2. Hoe ver reiken de kenmerken die ik vermeld heb? Ik geloof dat de meeste punten ook op Vlaams-Brusselse jeugd van toepassing zijn.
3. Jammer genoeg ken ik niemand die echt Leuvens dialect spreekt: mijn grootouders wonen ver weg en het echte lokale dialect is tegenwoordig beperkt tot mensen boven de 50 of zelfs 60. Kan iemand licht werpen op hoe lang de beschreven kenmerken al in het Leuvense/Vlaams-Brabantse/Brabantse taalgebruik voorkomen?


----------



## Joannes

Hehe, grappig dat je dat zegt van die Nederlanders. Mijn broer zat vorig jaar ook een tijd in Canada en is er een heleboel tegengekomen (en ik geloof ook wel Belgen, weliswaar Franstaligen, dacht ik).
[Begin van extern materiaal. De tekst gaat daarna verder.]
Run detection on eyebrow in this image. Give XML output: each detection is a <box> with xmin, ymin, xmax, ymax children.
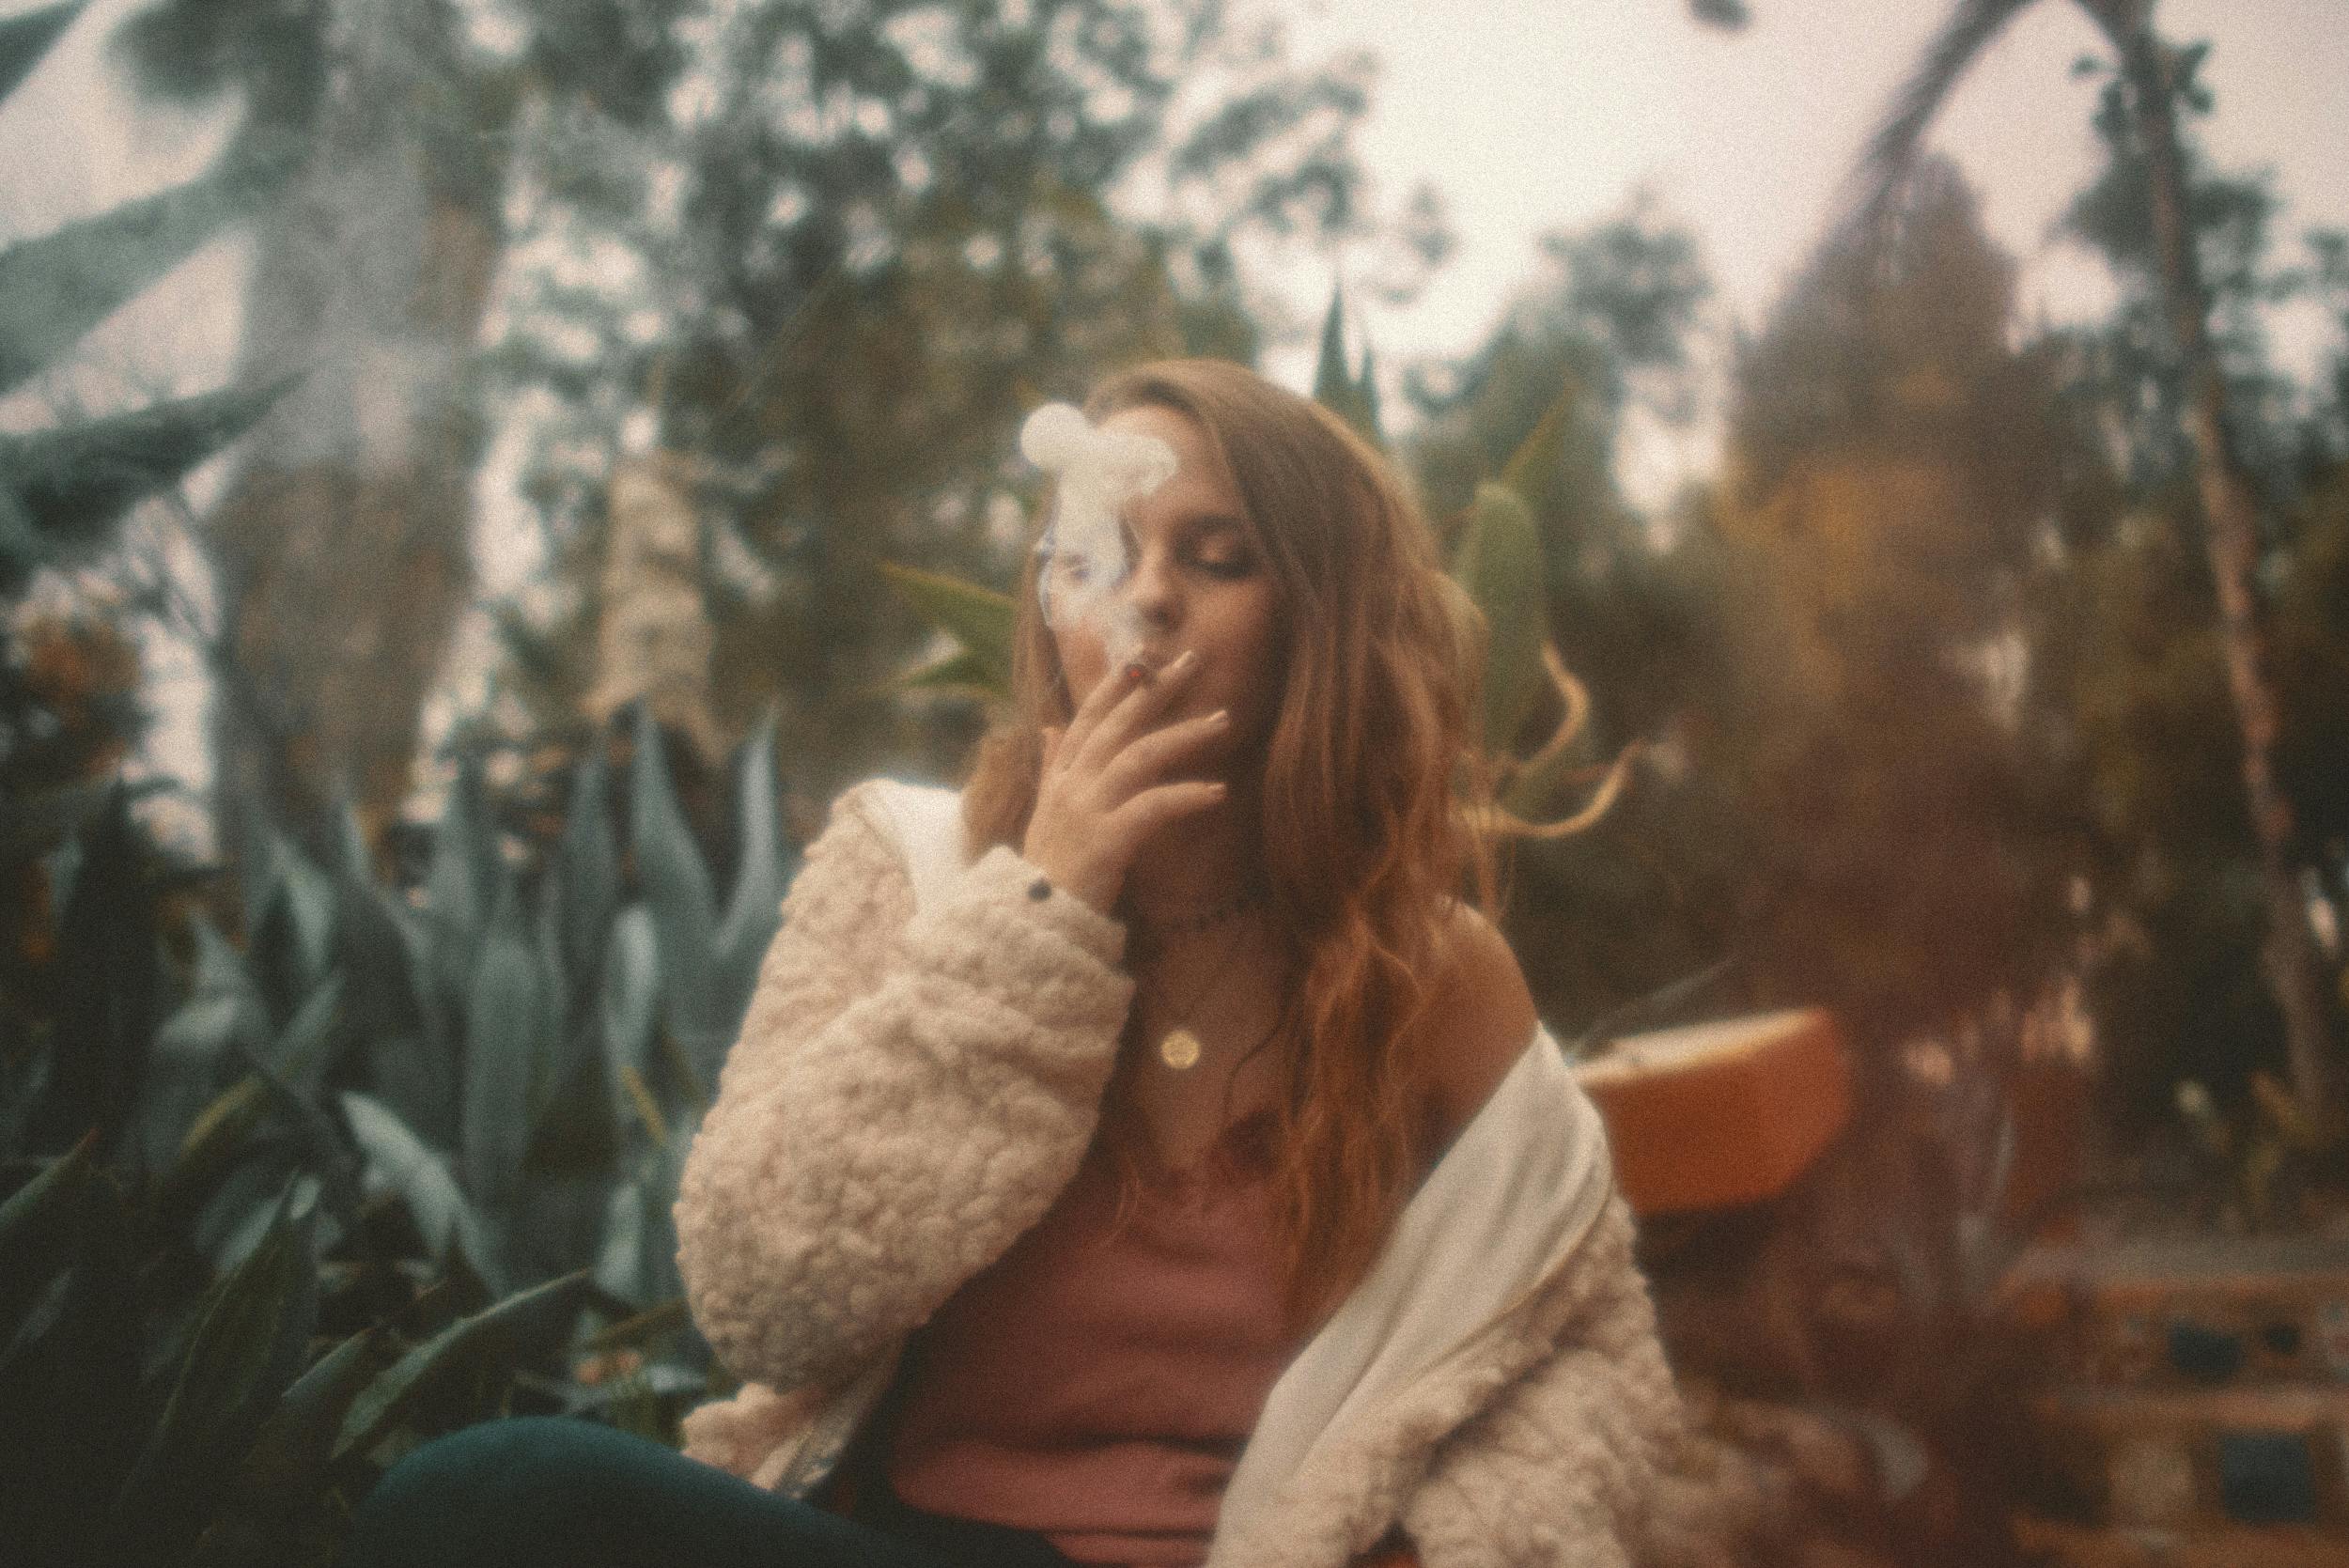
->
<box><xmin>1185</xmin><ymin>513</ymin><xmax>1251</xmax><ymax>538</ymax></box>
Enfin, on topic. Enkele interessante vragen. Ik zal ze - voor zover mogelijk - van achter naar voor proberen te beantwoorden.  Maar eerst nog even over die kenmerken van jouw Leuvens (dat ik meen te (her)kennen): geef toe dat dat van die nasalisering wel redelijk beperkt is he. Ik bedoel: volgens mij enkel lange vocalen en dan nog niet allemaal, <oo> bv. niet, ook <oe> betwijfel ik. Wel <ij>/<ei> en die is in die zin nog belangrijker omdat die een klank oplevert die wel bestaat in het Frans (itt een genasaliseerde <aa>). (En ben je zeker dat de /n/ wegvalt; in jouw voorbeeld of in een woord als *Frans* /frã:s/ of zo kan ik het me inbeelden, maar niet als er een /d/ of /t/ volgt bv. *we gaan door*, *we gaan toch*, misschien wel bij andere ploffers (*we zijn klaar*) maar ik heb m'n twijfels. In elk geval, uw punt blijft ze.  Je bent zelfs nog iets belangrijks vergeten te zeggen: je spreekt de /h/ ook niet uit, één van die weinige klanken die niet bestaat in het Frans. Dé verraders zijn natuurlijk de <g>- en <ch>-klanken, maar goed, we kunnen het de Canadezen vergeven dat ze daar even hebben over gekeken. 

Bon, wat ik denk:
3. Ja, je zegt het, Leuvens/Vlaams-Brabants/Brabants: ik denk niet dat ik ooit al écht Leuvens dialect gehoord heb, alleen Kim Gevaert-Leuvens (KGL). Nu, Leuven heeft áltijd al dicht bij de Germaans-Romaanse taalgrens gelegen hoor, als je het daarom vraagt . Voor echt Leuvens dialect wordt het misschien niet evident, maar voor het Brabants (of KGL, for that matter) moet de datering van klankverschuivingen als monoftongering van [ɛɪ] en [œy] wel te vinden zijn. Als er te weinig boeken over Nederlandse fonetiek zijn daar aan de andere kant van de oceaan, moet je maar 's door de DBNL surfen . De huig-r is ongetwijfeld de laatst ontwikkelde van de eigenschappen die je noemt; vind je zeker ook wel iets over terug.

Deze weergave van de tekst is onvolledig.